The banner represents everything that sucks about Barclays. It cynically gloms onto a real history and community with a repugnant, unearned smugness, claiming it as its own. It’s a play the Nets have pulled several times in spectacularly transparent and unsuccessful fashion. Their inaugural City Edition jerseys borrowed from Biggie’s beloved Coogi sweaters, using the designer’s trademark pattern for their trim, which resulted in a lawsuit. These days the jerseys are fashioned in the style of Park Slope native Jean Michelle Basquiat- a master salesman and former graff writer who probably would have been amused by the crass commercialization of his work- but the jerseys are grotesque and corny. It’s even in the food. The concessions in Barclays are mostly farmed out to “local businesses”, essentially licensing deals that allows the stadium to use the brand of establishments like Paisanos, the great butcher shop on Smith Street, that is now somehow a burger vendor in the unvented cubicle it serves out of. It’s the same overpriced, mass produced, corporatized greasy bullshit you can find in most basketball arenas around the country, but sold as handmade and community oriented. Like the Nets.

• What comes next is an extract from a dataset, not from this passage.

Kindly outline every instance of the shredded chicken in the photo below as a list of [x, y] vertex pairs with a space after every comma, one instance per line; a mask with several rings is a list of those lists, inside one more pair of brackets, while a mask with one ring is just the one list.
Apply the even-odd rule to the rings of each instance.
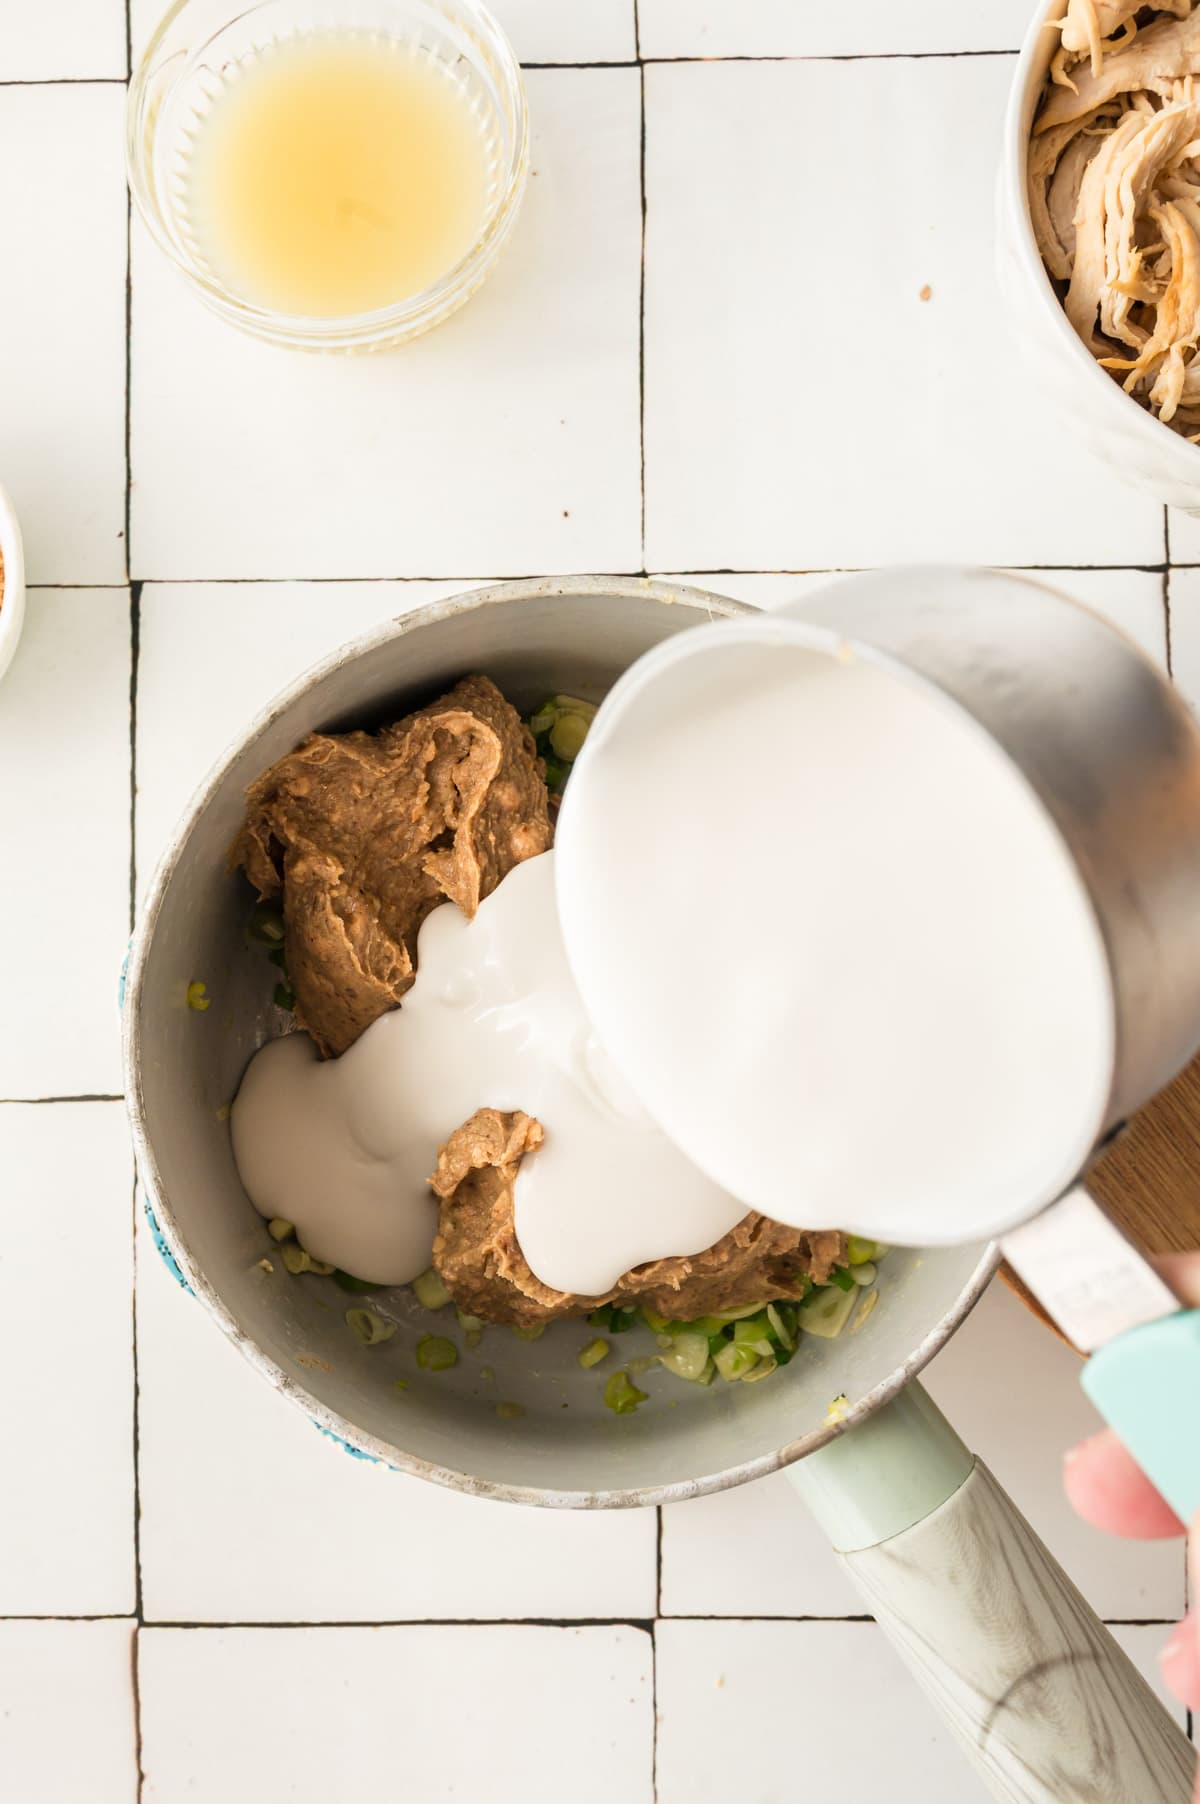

The actual game against the Celtics was an unpleasant slog. Ben Simmons was out again, and without him, Jaylen Brown and Jason Tatum were able to score, pretty much at will against a team that has more or less punted on the concept of “defense”. The two once potential Nets players combined for 63 points. Durant, now in his 30s, as sleek and automatic a scorer as the league has ever seen, poured in an efficient 31, but did so largely in a vacuum. There is little to no coherence on the floor for the Nets. Sunday night was a game of dueling banjos between Durant and his hotep life mate, and it wasn’t enough. Kyrie Irving, whose latest string of controversies I’ve declined to cover here intentionally, didn’t go to the line much, but when he did, he was booed as loudly as I’ve ever heard a player booed on his home court. It’s unclear if people booing him were Celtics fans who he spurned as he mired the franchise in two miserable seasons before coming to Brooklyn, or people who don’t care for hate speech. Either way, it was the most engaged the crowd was the entire game.
Many fans had headed for the exits before the Nets lost by 11, bringing their record to near .500, which is about where it belongs. They’ve metastasized into a mediocre team with two occasionally brilliant players who somehow combine to play boring and menial basketball. After the final buzzer I melted into the crowd, which was not particularly dejected or bothered by what they had just witnessed, and why would they be? They got exactly what they came here for, a few hours out of the house. We emerged, zombified and blinkered into the December cold, where all around us, people streamed in herds across the intersection of Atlantic and Flatbush, and traffic was once again at a standstill, a quagmire with no end in site, stretching for miles in every direction.